For errors that may arise because of user inputs, one generally wants to use exceptions.
Julia has a variety of kinds of runtime errors (aka exceptions).
Here’s a DomainError.
sqrt(-1)LoadError: DomainError with -1.0:
sqrt was called with a negative real argument but will only return a complex result if called with a complex argument. Try sqrt(Complex(x)).
DomainError with -1.0:
sqrt was called with a negative real argument but will only return a complex result if called with a complex argument. Try sqrt(Complex(x)).
Stacktrace:
[1] throw_complex_domainerror(f::Symbol, x::Float64)
@ Base.Math ./math.jl:33
[2] sqrt
@ ./math.jl:686 [inlined]
[3] sqrt(x::Int64)
@ Base.Math ./math.jl:1578
[4] top-level scope
@ In[23]:1
And here’s how we can trap an error and throw an exception (again a DomainError) ourselves.
function mysqrt(x)
if x < 0
throw(DomainError(x, "sqrt: input must be non-negative."))
else
return sqrt(x)
end
end
mysqrt(-3)LoadError: DomainError with -3:
sqrt: input must be non-negative.
DomainError with -3:
sqrt: input must be non-negative.
Stacktrace:
[1] mysqrt(x::Int64)
@ Main ./In[24]:4
[2] top-level scope
@ In[24]:10
Docstrings come before the function in triple quotes. Note that I figured out the syntax below (e.g., use of jldoctest) by looking at Julia source code.
"""
times3(x)
Multiplies the input by three.
The return type is the same as the input type.
# Examples
```jldoctest
julia> x = 7.5;
julia> times3(x)
22.5
julia> x = [7.5, 3];
julia> times3.(x)
2-element Vector{Float64}:
22.5
9.0
```
"""
function times3(x)
return 3*x
end
If you do that, you can then do ?times3 to see the docstring. Nice.

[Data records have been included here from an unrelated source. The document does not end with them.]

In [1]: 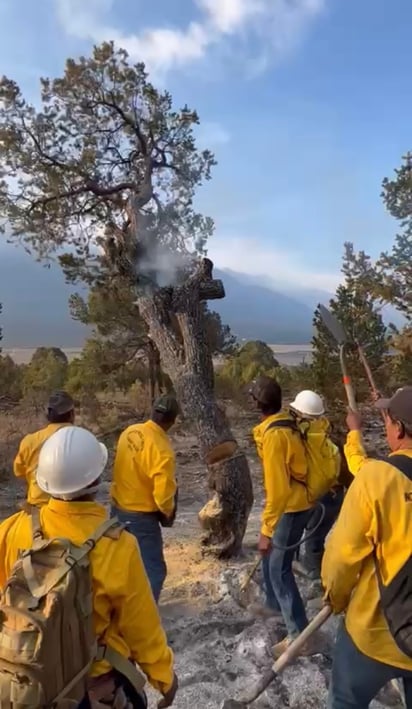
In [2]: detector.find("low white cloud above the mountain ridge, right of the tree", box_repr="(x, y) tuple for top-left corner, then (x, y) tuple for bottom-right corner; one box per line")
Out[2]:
(208, 236), (342, 293)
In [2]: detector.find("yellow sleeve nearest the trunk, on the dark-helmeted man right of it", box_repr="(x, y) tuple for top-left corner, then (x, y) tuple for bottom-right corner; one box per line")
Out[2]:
(261, 431), (290, 537)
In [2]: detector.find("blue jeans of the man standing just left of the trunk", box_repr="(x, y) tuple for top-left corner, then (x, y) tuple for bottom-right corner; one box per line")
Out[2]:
(112, 506), (167, 603)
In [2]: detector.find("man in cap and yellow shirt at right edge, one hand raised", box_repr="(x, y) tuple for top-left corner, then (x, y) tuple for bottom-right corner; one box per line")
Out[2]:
(322, 386), (412, 709)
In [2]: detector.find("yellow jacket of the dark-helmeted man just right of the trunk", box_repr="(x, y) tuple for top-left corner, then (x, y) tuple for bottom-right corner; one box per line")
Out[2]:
(253, 413), (311, 537)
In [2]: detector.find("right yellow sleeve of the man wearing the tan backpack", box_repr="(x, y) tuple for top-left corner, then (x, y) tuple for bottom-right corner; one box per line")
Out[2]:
(113, 532), (174, 694)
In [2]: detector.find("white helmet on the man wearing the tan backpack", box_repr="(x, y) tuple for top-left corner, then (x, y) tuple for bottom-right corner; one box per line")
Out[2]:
(36, 426), (108, 500)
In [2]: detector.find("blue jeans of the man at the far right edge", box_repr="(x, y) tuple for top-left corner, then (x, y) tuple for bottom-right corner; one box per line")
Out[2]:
(328, 621), (412, 709)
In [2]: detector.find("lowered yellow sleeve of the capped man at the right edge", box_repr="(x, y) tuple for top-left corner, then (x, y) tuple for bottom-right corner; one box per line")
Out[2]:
(321, 466), (376, 613)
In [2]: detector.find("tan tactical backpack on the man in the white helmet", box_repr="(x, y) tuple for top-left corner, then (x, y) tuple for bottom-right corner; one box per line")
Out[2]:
(0, 508), (144, 709)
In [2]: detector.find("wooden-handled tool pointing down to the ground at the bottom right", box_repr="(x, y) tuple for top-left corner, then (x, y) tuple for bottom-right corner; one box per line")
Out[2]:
(221, 606), (332, 709)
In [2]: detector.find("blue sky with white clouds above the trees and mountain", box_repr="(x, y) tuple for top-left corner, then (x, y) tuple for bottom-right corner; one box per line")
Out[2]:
(0, 0), (412, 290)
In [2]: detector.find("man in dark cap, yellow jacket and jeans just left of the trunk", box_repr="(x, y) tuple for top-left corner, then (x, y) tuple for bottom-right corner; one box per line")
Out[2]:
(111, 395), (179, 601)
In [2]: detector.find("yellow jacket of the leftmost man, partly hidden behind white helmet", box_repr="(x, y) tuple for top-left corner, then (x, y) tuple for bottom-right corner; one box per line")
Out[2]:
(13, 423), (68, 505)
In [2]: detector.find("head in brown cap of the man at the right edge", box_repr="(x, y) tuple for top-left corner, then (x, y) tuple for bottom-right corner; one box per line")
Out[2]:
(375, 386), (412, 451)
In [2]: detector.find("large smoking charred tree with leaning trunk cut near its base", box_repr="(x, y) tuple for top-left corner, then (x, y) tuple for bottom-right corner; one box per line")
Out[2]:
(0, 43), (253, 556)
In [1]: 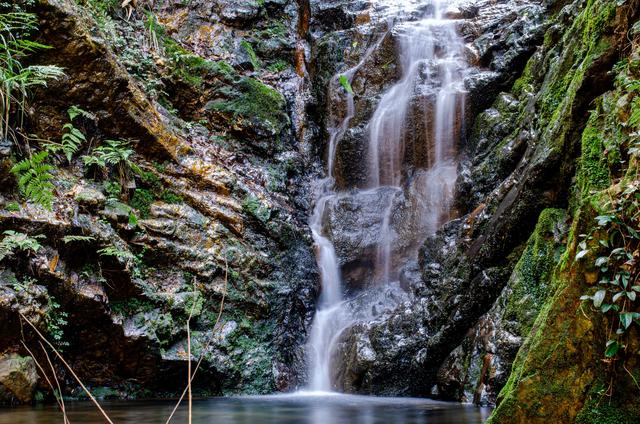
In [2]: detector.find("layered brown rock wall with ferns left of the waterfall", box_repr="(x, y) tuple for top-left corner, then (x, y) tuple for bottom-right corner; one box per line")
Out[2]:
(0, 0), (318, 402)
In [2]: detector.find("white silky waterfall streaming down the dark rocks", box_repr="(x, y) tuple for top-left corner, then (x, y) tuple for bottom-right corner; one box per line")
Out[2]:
(308, 0), (467, 391)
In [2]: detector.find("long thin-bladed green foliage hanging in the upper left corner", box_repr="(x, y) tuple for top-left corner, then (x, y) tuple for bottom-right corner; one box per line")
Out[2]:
(0, 12), (63, 138)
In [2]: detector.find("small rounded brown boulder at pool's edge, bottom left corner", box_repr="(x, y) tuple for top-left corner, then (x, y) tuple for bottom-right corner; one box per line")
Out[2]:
(0, 354), (38, 404)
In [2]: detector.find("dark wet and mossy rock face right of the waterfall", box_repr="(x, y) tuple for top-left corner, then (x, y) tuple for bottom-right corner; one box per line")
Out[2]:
(308, 1), (639, 423)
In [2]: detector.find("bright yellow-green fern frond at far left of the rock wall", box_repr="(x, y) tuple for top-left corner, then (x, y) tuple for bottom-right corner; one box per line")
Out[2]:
(11, 151), (55, 210)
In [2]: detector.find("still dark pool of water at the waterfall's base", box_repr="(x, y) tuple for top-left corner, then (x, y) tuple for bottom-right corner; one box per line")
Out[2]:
(0, 393), (489, 424)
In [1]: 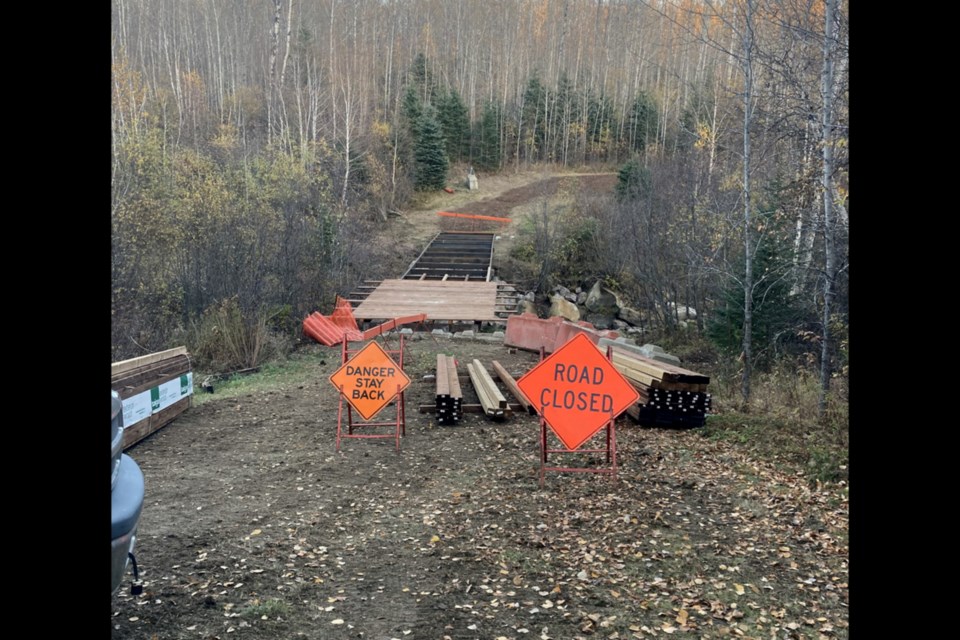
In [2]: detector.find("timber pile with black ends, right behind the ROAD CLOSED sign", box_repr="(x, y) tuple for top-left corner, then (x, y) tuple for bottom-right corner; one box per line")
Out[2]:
(612, 347), (711, 429)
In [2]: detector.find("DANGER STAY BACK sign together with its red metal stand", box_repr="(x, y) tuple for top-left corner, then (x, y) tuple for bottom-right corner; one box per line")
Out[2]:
(330, 335), (410, 451)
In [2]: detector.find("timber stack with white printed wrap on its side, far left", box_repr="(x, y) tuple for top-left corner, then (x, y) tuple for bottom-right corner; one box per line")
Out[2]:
(110, 347), (193, 449)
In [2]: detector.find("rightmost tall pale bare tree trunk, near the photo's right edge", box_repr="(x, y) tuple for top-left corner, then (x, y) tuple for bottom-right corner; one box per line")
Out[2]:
(818, 0), (837, 418)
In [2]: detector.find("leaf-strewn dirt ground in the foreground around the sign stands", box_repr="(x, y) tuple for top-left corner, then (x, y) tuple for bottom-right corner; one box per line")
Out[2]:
(111, 336), (848, 640)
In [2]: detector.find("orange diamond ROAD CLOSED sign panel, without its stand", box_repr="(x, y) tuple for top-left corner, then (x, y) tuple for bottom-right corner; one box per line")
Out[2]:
(517, 333), (640, 451)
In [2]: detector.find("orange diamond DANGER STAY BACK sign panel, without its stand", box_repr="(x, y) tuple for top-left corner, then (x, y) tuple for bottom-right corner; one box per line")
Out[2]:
(330, 342), (410, 420)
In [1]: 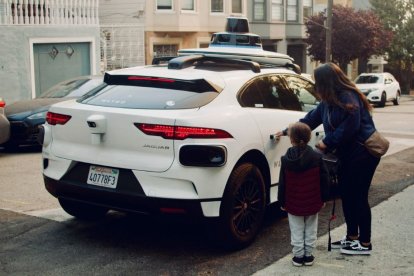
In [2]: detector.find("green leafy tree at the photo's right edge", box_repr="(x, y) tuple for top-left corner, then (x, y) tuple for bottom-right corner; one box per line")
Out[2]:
(370, 0), (414, 94)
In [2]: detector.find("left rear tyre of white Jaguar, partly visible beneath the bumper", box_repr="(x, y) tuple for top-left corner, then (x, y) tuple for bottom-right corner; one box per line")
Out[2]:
(59, 198), (108, 220)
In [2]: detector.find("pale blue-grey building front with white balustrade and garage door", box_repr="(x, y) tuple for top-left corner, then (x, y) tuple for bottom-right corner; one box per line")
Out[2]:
(0, 0), (100, 103)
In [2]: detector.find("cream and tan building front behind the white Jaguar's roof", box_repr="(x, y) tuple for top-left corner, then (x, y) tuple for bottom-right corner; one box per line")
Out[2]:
(145, 0), (248, 64)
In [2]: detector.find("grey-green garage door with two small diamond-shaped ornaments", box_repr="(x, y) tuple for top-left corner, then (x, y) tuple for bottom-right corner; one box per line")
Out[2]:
(33, 42), (91, 97)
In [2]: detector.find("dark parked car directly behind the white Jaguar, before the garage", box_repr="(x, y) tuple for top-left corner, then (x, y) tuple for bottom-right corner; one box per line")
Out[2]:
(3, 76), (103, 148)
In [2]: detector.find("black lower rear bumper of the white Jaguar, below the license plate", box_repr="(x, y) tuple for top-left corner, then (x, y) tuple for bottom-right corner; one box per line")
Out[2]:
(43, 176), (210, 217)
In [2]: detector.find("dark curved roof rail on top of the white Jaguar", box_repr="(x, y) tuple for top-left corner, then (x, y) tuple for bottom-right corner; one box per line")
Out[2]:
(168, 55), (260, 73)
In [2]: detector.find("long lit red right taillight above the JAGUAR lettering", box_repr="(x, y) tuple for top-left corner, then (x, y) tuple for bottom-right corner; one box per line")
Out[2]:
(135, 123), (233, 140)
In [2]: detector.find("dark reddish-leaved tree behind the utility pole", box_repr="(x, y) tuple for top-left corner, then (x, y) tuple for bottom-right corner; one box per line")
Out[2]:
(305, 5), (392, 69)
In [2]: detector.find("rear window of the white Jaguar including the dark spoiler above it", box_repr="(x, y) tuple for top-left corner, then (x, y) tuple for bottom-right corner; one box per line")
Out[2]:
(78, 74), (221, 109)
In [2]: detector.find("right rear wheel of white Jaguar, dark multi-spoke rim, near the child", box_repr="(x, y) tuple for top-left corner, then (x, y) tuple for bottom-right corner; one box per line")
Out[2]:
(219, 163), (266, 249)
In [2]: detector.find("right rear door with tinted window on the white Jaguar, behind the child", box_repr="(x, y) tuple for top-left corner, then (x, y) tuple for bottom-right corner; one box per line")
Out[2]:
(239, 74), (323, 202)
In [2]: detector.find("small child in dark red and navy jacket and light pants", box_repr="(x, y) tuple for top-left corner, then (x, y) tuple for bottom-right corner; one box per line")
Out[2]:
(278, 122), (328, 266)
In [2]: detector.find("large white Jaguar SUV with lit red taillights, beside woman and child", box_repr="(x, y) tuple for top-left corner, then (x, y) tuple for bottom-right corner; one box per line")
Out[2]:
(39, 52), (323, 248)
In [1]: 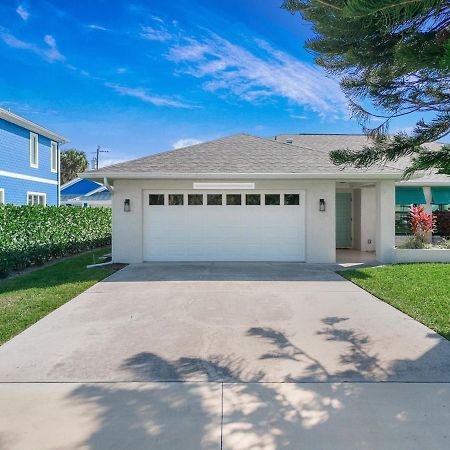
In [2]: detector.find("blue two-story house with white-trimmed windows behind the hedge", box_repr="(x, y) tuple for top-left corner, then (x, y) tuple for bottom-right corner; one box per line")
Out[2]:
(0, 108), (67, 206)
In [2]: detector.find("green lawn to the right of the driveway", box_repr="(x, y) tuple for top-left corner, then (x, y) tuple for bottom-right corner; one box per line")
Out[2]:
(339, 264), (450, 340)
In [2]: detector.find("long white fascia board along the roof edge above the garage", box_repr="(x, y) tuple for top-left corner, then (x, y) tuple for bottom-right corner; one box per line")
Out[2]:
(79, 172), (402, 181)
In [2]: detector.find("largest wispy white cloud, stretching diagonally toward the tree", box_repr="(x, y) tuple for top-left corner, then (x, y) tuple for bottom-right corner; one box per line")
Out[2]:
(167, 33), (347, 118)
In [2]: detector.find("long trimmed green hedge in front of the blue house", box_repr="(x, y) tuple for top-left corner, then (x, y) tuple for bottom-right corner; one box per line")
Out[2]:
(0, 205), (111, 277)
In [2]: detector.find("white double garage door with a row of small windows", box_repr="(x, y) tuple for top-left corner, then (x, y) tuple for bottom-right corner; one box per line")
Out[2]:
(143, 191), (305, 261)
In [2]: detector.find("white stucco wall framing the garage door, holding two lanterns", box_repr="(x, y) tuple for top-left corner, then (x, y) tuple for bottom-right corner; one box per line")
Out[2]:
(112, 179), (336, 263)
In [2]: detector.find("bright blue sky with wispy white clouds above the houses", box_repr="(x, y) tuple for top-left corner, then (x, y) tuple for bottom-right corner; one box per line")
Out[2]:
(0, 0), (438, 164)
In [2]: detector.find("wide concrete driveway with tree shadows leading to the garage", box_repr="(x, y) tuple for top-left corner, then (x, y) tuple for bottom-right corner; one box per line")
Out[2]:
(0, 263), (450, 450)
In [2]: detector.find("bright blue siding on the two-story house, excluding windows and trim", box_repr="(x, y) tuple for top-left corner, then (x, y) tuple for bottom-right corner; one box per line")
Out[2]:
(0, 119), (58, 205)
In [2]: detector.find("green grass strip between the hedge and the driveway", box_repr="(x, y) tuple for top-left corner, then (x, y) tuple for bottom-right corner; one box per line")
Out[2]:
(0, 248), (118, 344)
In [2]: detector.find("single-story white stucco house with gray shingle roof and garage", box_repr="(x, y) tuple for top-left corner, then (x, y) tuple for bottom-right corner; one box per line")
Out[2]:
(80, 134), (450, 263)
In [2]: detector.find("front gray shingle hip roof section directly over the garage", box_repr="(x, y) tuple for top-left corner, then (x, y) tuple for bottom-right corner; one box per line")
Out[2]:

We’ll cover testing separately.
You can run the tests for an existing package like this:
Pkg.test("CSV")@)Macros modify existing code or generate new code. They’re a convenient shortcut to do a variety of things.
We’ve already seen assertions related to messaging.
Here’s a basic example of timing some code:
@time 3 + 7; 0.000001 seconds
The @. broadcasting macro ‘distributes’ the . broadcasting to all operations. These two lines of code are equivalent.
@. x^2 + y^2 ≤ 1
x.^2 .+ y.^2 .≤ 1Macros execute when the Julia code is parsed, before the code is actually run.